It’s a familiar headline, oft-repeated during the effort to legitimize the use of ‘psychedelic’ drugs in therapy. This time it’s ketamine, but LSD, ayahuasca, MDMA, mescaline, and ‘magic mushrooms’ have also been subject of favorable reviews.
Anyway, the answer depends on how we define cure.
Early in my student days I attended a Grand Rounds that featured a discussion on this subject involving a psychiatric resident and his Chief. Both were ex-debaters so I’m sure they could easily have argued either side. One maintained that once symptoms of addiction had been absent for an extended period, we should consider our patient ‘cured’. His opponent countered that since we lacked any way to ‘prove’ that addiction had actually been eliminated, and the risk of relapse remained prominent (general agreement on that point), it made more sense to consider the patient as in remission.
This in fact is how DSM5 handles it with its Substance Use Disorders (SUDs) category.
The remission model helped solve a few practical problems in treatment. For instance:
- The need to explain relapse. Patients who expect a ‘cure’ for their addiction may resume drinking or drug use once they’ve satisfied themselves that now, with a period of abstinence behind them, the problem may have gone away. Experience suggests this can lead to new and more serious consequences.

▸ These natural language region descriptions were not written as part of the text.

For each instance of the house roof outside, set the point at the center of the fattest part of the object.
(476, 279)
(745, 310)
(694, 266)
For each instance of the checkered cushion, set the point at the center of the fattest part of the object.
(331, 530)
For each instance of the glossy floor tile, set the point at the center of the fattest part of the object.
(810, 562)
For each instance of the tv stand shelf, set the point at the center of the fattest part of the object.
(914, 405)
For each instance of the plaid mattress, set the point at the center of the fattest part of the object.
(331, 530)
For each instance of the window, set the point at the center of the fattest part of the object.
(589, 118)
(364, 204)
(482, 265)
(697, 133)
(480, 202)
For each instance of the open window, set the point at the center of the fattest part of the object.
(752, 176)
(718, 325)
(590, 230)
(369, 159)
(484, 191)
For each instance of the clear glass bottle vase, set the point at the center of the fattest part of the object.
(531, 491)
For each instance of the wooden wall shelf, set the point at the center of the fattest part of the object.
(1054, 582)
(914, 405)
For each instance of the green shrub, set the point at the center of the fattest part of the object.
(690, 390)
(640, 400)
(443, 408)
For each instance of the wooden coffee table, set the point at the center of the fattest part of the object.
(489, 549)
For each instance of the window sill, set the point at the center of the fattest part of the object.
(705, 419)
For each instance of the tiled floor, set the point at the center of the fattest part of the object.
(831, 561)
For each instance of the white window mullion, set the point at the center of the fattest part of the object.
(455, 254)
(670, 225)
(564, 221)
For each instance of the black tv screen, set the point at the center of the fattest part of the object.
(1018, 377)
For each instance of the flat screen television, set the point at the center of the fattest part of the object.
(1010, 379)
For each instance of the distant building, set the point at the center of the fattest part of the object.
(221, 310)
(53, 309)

Take the case of a master goldsmith who went back to alcohol after 25 years of sobriety. Three months after he resumed drinking, he was admitted to the acute hospital for medical detoxification. As it happened, he had expected that a quarter-century of abstinence would put an end to his alcohol problem. He was surprised and disappointed to discover it had not. “I figured even if I was wrong, it would be a couple years before I needed help again,” he confessed. But he began bingeing after only a few weeks.

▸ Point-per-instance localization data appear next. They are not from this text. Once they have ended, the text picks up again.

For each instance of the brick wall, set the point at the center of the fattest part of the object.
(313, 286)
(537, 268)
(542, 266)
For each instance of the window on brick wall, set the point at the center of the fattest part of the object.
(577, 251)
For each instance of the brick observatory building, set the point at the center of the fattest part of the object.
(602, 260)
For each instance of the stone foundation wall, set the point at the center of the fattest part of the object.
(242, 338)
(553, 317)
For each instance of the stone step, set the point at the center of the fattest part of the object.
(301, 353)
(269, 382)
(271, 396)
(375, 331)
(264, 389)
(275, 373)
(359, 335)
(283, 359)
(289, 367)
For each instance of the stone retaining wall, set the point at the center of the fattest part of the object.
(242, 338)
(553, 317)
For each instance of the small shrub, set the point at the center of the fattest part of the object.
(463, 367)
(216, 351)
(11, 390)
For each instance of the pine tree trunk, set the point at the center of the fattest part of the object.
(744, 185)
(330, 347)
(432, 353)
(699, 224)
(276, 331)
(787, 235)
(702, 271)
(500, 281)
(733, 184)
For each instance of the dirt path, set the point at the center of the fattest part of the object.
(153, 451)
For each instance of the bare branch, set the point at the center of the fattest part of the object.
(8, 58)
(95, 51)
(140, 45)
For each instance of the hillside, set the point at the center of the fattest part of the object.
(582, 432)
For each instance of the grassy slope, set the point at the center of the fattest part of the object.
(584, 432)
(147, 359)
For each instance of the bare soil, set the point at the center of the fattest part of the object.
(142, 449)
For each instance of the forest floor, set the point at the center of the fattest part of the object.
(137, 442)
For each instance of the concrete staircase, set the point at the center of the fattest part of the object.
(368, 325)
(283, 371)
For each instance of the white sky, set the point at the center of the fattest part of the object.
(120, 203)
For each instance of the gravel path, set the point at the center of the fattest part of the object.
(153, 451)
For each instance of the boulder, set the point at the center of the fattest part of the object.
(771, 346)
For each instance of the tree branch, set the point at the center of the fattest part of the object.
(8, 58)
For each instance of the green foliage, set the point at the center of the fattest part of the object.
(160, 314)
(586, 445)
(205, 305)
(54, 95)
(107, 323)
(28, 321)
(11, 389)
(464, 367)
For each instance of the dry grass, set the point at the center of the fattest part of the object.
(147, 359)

- It helps discourage further attempts to regain lost control. Many arrive in rehab with long histories of trying to ‘master’ their substance use through force of will and various control strategies. They’re in treatment because it hadn’t worked. That doesn’t mean they’ve given up, however. Once they feel better, it’s tempting to take one last shot at success. “This time things will be different,” they tell themselves.

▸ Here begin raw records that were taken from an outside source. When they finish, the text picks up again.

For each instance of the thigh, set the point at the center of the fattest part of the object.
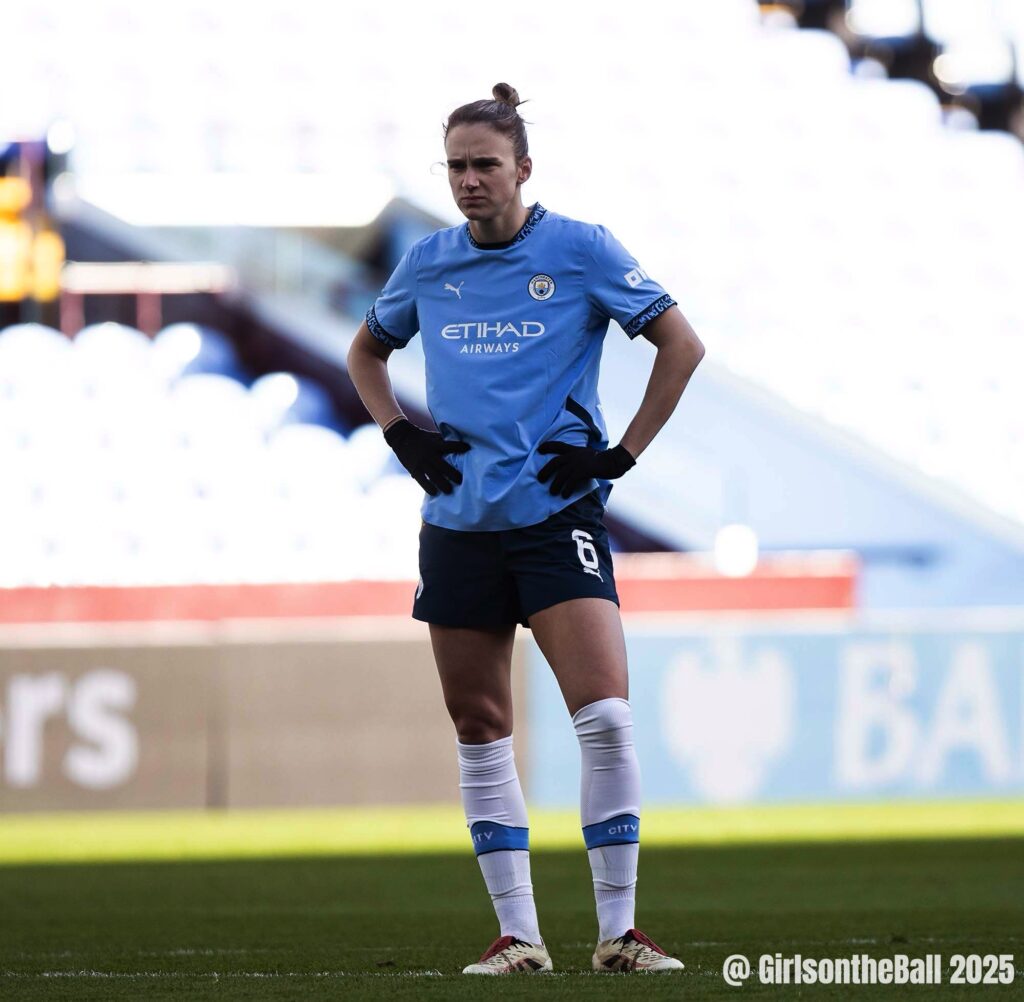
(583, 641)
(475, 669)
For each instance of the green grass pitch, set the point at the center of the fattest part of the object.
(190, 922)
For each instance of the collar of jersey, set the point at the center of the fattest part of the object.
(536, 215)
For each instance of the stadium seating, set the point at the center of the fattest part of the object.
(829, 237)
(124, 467)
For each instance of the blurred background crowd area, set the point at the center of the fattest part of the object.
(199, 202)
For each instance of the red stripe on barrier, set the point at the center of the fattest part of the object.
(647, 582)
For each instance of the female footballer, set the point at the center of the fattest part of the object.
(513, 306)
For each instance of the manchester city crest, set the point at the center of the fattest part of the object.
(542, 287)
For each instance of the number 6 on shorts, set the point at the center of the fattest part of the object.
(587, 553)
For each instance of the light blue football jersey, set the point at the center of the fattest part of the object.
(512, 337)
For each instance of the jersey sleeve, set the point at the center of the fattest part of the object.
(392, 318)
(619, 288)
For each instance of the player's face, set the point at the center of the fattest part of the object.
(482, 170)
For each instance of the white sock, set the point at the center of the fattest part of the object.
(609, 810)
(496, 816)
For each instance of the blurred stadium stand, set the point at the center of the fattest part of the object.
(847, 256)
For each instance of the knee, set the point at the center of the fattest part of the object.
(605, 719)
(480, 725)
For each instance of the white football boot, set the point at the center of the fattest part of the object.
(507, 955)
(633, 951)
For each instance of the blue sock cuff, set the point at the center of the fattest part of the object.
(621, 830)
(489, 836)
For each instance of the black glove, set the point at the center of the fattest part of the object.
(577, 464)
(421, 452)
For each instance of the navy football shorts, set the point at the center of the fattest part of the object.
(485, 579)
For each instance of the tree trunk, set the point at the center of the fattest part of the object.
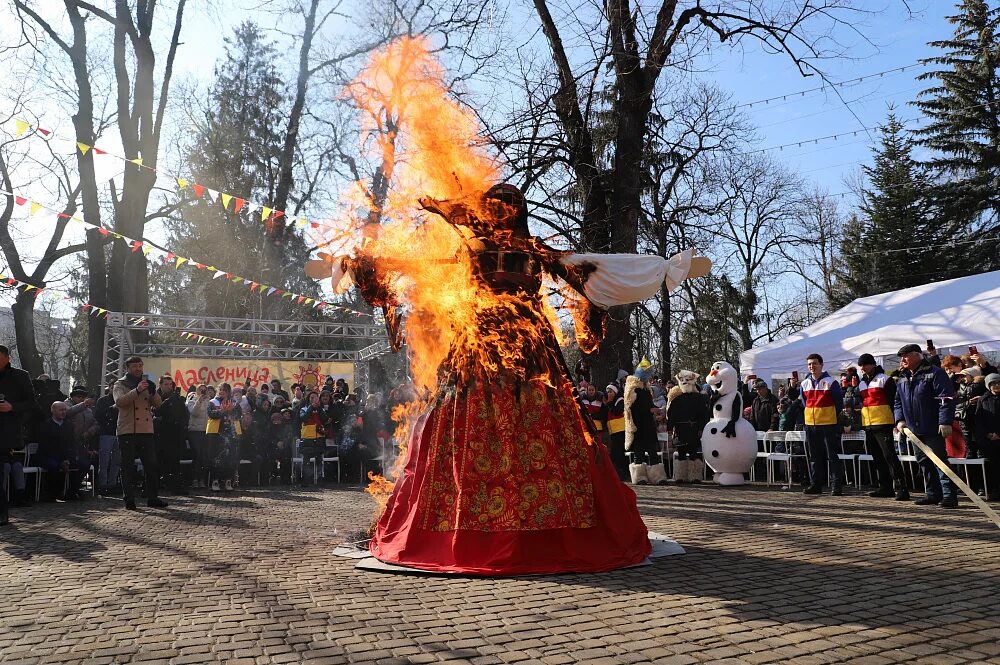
(24, 333)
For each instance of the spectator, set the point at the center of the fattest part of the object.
(764, 410)
(313, 423)
(57, 453)
(276, 389)
(925, 403)
(822, 399)
(17, 406)
(224, 430)
(80, 414)
(197, 406)
(988, 431)
(170, 422)
(878, 395)
(109, 456)
(136, 398)
(615, 412)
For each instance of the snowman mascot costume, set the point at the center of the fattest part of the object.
(687, 414)
(728, 440)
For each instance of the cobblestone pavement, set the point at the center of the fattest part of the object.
(249, 578)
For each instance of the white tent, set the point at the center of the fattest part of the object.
(954, 314)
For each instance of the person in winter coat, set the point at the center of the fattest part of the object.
(197, 406)
(135, 398)
(764, 409)
(109, 456)
(988, 432)
(313, 422)
(18, 408)
(224, 430)
(925, 403)
(170, 421)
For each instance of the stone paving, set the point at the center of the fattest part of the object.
(768, 576)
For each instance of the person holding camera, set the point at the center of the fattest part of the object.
(135, 398)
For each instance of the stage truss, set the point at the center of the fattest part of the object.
(128, 334)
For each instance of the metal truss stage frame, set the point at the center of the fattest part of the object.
(120, 340)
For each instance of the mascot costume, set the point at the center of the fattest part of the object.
(687, 415)
(729, 440)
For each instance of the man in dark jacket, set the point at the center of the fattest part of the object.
(988, 431)
(109, 454)
(925, 403)
(17, 403)
(170, 427)
(764, 410)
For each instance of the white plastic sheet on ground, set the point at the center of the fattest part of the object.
(955, 314)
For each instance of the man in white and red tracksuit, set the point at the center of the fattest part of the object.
(878, 396)
(925, 403)
(823, 401)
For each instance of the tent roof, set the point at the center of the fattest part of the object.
(955, 313)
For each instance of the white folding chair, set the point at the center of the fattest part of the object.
(966, 463)
(852, 457)
(331, 446)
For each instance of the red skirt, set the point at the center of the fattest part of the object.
(503, 480)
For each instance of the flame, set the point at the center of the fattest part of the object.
(425, 145)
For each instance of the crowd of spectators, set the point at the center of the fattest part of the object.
(140, 435)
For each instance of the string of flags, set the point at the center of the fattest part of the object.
(174, 260)
(201, 339)
(230, 202)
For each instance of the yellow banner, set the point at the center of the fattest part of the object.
(192, 371)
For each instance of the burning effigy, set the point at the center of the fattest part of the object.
(501, 472)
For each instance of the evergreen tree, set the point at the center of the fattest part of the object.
(235, 150)
(900, 243)
(963, 129)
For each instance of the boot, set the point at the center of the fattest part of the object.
(680, 470)
(656, 474)
(696, 469)
(638, 473)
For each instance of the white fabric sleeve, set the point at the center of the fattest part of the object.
(621, 279)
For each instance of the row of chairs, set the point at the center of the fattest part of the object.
(907, 456)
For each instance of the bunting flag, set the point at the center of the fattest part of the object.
(168, 256)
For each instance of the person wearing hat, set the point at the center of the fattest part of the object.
(764, 410)
(988, 432)
(86, 429)
(878, 395)
(615, 409)
(925, 403)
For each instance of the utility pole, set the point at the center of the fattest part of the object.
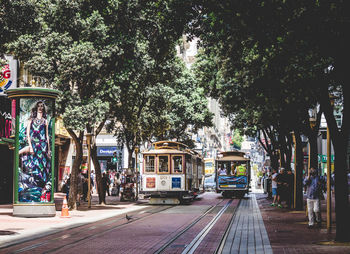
(88, 140)
(137, 176)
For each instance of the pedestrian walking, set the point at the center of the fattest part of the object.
(313, 184)
(274, 187)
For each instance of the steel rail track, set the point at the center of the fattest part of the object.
(221, 245)
(174, 238)
(190, 249)
(31, 247)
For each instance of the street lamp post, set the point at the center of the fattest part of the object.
(329, 190)
(88, 141)
(137, 176)
(312, 121)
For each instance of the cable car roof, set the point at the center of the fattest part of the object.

- It motivates people to stick with a recovery program. If you believe you’re cured, why bother practicing a recovery program? “You don’t know me, mate,” someone will say to the counselor. “Once I make up my mind, it’s finished.” Famous last words. Ironically, family members can inadvertently reinforce this error by assuming that treatment has ‘fixed’ their loved one, once and for all. That’s referred to as the ‘washing machine’ model: “Goes in dirty, comes out clean.” If only, huh?
Relapsed patients can offer a host of reasons for the decision to return to substance use. A few examples:
- “I guess I just wanted to feel that high again.” We might compare this to the patient with bipolar disorder who longs to re-experience the euphoria of the manic phase — even knowing that depression will follow.
- “There was no real reason, it just sort of happened.” For some, the urge to get loaded is so deeply conditioned it’s a reflexive response to certain situations. Think: an airplane when the autopilot is in control.
- “Just seeing those people made me long for a drink.” Craving can be triggered by things strongly associated with past use — from bumping into the wrong person, to a particular sight or sound — anything that reminds one of the good feelings drugs can create, blotting out memories of the bad stuff.
- “I was sober but I still didn’t feel good.” Based on the misconception that once you’re off drugs or alcohol, life should be a breeze. It’s a big disappointment when it isn’t.
The disease-in-remission view just seemed to make the realities of their new lifestyle more palatable, and perhaps easier to accept.